On the Saturday night at Club Q in Colorado Springs in November, shots rang out as patrons gathered for a drag show — an innocent, joyful activity that happens all around the country, and which far-right leaders and  media have made a concerted effort to demonize and shut down. In the hours following the shooting, Chaya Raichik of the transphobic Twitter account Libs of TikTok targeted a nonprofit group in Colorado that teaches kids about the art of drag. This was after months of tweeting about drag story hours at local libraries, which led to multiple aggressive real-life confrontations, and popularized the idea of LGBTQ+ people as groomers.

“The 'groomer' smear also plays into a conspiracy theory that underpins the propaganda of Raichik and other like-minded influencers: that LGBTQ people and their sympathizers have entered mainstream institutions to prey on children, recruit them to 'transgenderism' and divide them from their families,” writes the Southern Poverty Law Center, which monitors hateful groups and individuals. 

Complicating this all are right-wing accounts with massive followings threatening members of the media for being vocal trans allies. As NBC News’ Ben Collins said on air following the Club Q shooting, “I think we have to have a come to Jesus moment here as reporters: Are we more afraid of being on Breitbart for saying that trans people deserve to be alive, or are we more afraid of the dead people? Because I’m more afraid of the dead people.”
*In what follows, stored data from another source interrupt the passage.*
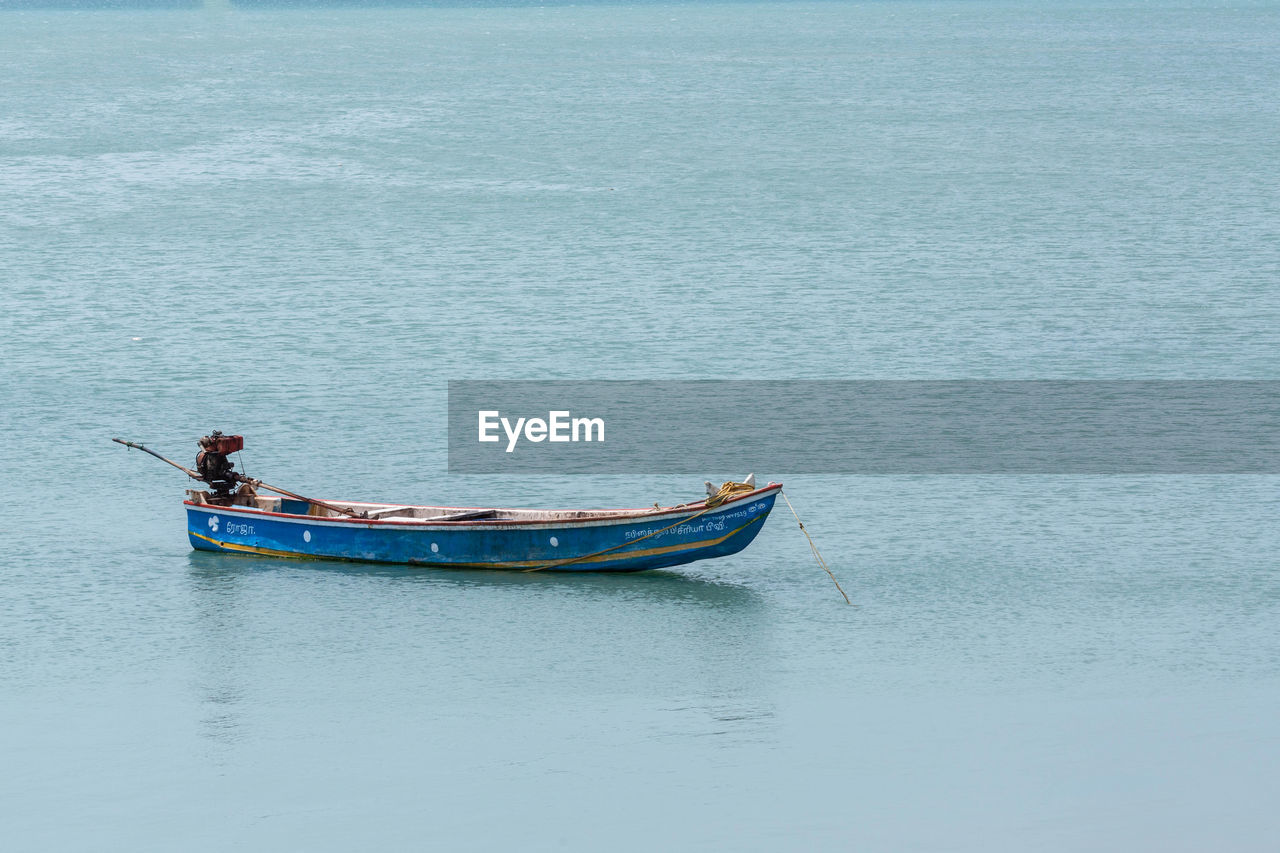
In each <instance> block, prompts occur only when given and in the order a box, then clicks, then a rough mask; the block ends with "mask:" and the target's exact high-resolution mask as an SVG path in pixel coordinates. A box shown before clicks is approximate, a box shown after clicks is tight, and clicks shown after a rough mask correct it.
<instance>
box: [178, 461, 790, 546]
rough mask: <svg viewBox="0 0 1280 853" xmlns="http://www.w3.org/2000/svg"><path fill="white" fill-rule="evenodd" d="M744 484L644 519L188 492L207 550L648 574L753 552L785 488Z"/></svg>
mask: <svg viewBox="0 0 1280 853" xmlns="http://www.w3.org/2000/svg"><path fill="white" fill-rule="evenodd" d="M166 461H168V460H166ZM253 483H256V482H253ZM726 485H731V484H726ZM735 485H737V488H736V489H728V493H727V494H724V492H726V489H722V494H721V496H719V497H721V498H722V501H723V502H719V503H717V502H716V497H708V498H707V500H705V501H699V502H696V503H682V505H678V506H668V507H657V506H654V507H649V508H645V510H497V508H480V507H445V506H403V505H390V503H362V502H352V501H311V500H293V498H288V497H274V496H271V497H268V496H257V494H256V493H253V492H252V489H248V491H246V492H243V493H242V494H239V496H237V497H236V498H234V502H233V503H232V505H229V506H219V505H218V502H216V500H218V498H216V496H211V494H210V493H209V492H198V491H191V492H188V494H189V500H188V501H186V502H184V503H186V507H187V535H188V537H189V539H191V544H192V547H195V548H197V549H200V551H221V552H232V553H252V555H268V556H273V557H314V558H324V560H361V561H370V562H398V564H413V565H420V566H431V567H439V569H507V570H516V571H540V570H544V571H644V570H646V569H663V567H667V566H678V565H681V564H686V562H692V561H694V560H707V558H709V557H723V556H727V555H731V553H737V552H739V551H741V549H742V548H745V547H746V546H748V544H750V542H751V539H754V538H755V535H756V534H758V533H759V532H760V528H762V526H763V525H764V520H765V517H768V515H769V510H772V508H773V501H774V500H776V498H777V496H778V492H780V491H781V489H782V485H781V484H778V483H769V484H768V485H765V487H763V488H751V487H742V485H741V484H735Z"/></svg>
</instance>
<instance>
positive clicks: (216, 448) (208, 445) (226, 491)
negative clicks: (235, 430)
mask: <svg viewBox="0 0 1280 853" xmlns="http://www.w3.org/2000/svg"><path fill="white" fill-rule="evenodd" d="M198 444H200V453H198V455H197V456H196V471H198V473H200V478H201V479H202V480H205V482H206V483H209V485H210V487H211V489H212V492H214V497H215V498H218V500H220V501H227V502H230V500H232V497H233V496H234V492H236V485H237V483H239V475H238V474H237V473H236V471H234V470H232V469H234V467H236V462H233V461H230V460H229V459H227V455H228V453H234V452H236V451H239V450H243V448H244V437H243V435H223V434H221V432H219V430H216V429H215V430H214V432H212V433H211V434H209V435H205V437H204V438H201V439H200V442H198Z"/></svg>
As I reflect on my family’s story, in which my grandfather and his sister barely made it out of the Holocaust alive while the rest of their family perished, I wonder how different history would have been if more people had come forward in the early years of Hitler’s regime when, according to the United States Holocaust Memorial Museum, “German Jews felt the effects of more than 400 decrees and regulations that restricted all aspects of their public and private lives,” in the years preceding World War II. Watching Republican politicians seek to do the same to trans people is chilling and uncanny.

A key difference between pre-Holocaust Germany and post-Trump America is our media ecosystem: Today we have an unlimited number of resources to understand and support our trans friends, family and neighbors, going up against a vast array of sources seeking to prove that trans lives are inferior. We have the tools at our disposal to call out disinformation and condemn violence in a way that dissenters never could, historically. And to avoid reaching the point where dehumanization descends into mass violence, it’s crucial to use those tools. 

I often think of Pastor Martin Niemöller’s famous poem “First they came,” and about our obligation to protect the most vulnerable among us before ourselves. There’s a connective tissue that binds people targeted by white supremacy, and it’s incumbent upon the allies to fight back against nefarious forces, because no group is an island. Seeking harm against trans people should be seen as seeking harm against us all, and it’s time to make that a core part of our deepest-held beliefs, and, more important, our everyday actions.